This thriller is based on BA Paris’s novel The Breakdown, but it’s is way too obvious for its own good and doesn’t have much going for it in terms of performance or subtext. Frankly, the best thing about it is the location, a stunning medieval mansion called Elsing Hall in Norfolk with romantic moat, arched doorways, and lush gardens. Fittingly, the house serves as a major engine for the plot, with rumours of ghosts and property values both serving as possible explanations for the dramatic shenanigans.
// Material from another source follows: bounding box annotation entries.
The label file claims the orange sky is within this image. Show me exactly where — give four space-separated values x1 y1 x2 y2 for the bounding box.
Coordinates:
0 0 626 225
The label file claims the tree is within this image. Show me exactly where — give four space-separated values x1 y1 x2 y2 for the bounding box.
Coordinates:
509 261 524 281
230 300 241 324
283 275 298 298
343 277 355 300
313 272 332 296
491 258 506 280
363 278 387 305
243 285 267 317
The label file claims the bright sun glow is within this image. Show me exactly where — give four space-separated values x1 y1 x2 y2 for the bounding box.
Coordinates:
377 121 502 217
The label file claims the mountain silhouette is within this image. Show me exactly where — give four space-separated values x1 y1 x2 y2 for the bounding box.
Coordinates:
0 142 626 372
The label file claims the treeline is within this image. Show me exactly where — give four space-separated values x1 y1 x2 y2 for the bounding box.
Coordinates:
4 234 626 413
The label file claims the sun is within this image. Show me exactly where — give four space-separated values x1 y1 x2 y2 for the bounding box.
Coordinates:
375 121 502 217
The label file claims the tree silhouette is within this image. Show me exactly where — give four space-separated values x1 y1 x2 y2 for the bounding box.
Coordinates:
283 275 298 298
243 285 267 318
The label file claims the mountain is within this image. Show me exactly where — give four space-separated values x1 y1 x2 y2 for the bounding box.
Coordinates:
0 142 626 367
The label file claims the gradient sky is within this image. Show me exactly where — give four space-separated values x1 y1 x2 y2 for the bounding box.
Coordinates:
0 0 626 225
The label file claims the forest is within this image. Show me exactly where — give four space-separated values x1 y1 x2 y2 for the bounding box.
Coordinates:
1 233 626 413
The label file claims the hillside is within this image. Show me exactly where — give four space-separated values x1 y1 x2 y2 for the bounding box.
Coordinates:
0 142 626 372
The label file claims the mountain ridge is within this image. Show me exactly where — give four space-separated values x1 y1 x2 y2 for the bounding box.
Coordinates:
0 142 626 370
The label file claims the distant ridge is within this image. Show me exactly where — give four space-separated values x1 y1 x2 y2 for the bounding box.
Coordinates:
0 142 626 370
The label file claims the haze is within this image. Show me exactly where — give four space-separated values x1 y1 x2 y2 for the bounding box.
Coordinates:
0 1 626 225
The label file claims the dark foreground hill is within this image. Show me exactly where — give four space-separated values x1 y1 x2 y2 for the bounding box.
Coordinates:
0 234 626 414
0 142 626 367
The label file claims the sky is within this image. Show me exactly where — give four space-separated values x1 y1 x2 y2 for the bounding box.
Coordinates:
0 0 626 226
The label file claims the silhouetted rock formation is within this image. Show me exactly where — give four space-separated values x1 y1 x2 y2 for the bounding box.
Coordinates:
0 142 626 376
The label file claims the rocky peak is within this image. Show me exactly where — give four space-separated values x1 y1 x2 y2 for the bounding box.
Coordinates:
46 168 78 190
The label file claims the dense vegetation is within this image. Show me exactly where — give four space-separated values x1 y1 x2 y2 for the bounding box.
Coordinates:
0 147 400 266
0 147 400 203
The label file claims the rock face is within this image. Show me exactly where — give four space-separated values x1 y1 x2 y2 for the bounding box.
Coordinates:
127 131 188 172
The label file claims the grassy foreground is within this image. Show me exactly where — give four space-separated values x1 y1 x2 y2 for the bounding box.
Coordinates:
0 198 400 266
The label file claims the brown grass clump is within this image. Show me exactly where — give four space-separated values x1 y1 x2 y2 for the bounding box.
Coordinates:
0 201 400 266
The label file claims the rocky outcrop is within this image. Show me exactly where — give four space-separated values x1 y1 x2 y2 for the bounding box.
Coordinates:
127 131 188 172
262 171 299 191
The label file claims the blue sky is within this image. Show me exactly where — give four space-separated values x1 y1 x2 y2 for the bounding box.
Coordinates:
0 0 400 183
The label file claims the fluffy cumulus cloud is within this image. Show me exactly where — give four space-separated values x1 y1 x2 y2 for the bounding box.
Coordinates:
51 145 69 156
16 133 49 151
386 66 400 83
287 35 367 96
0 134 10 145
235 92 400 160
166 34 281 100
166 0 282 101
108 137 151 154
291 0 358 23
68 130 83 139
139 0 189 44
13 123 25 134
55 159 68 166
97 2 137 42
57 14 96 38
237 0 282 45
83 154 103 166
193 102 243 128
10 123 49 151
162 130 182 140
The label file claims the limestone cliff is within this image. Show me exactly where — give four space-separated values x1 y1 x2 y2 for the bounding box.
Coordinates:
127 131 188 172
In the story, decorative but drippy schoolteacher Cass (Minka Kelly) lives in this beautiful pile with her husband Matthew (Dermot Mulroney, strangely inexpressive) who does something vaguely defined in the energy sector. The couple are Americans who have moved in recently and are doing up the property, but they seem to have settled in comfortably with the local Brits; pretty Cass is also quite a favourite with her male secondary school students. One wet and stormy night, she drives home down the lonely lane of the title and sees a vehicle pulled over, but can’t quite make out who it is inside, apart from the fact that it looks like a woman. Instead of stopping to see if anything is wrong, Cass drives on home. This seed of guilt will blossom quickly into a sense of shame when it’s reported the next day that the woman in the other car was a local friend of Cass who was found murdered.
As the police investigate, and Matthew is called away often on business, Cass starts to believe someone is stalking her, phoning up and not speaking above a whisper, trying to drown her in the bath and so on. That, or she’s suffering from early onset dementia like her own mother; she always seems to be forgetting things her husband and her pal Rachel (Maggie Grace) insist they already told her. Director Jeff Celentano doles out jump-scares and spooky vibes with all the flair of an AI-assisted software package. At least there’s that moat to look at.
• Blackwater Lane is on digital platforms from 27 January.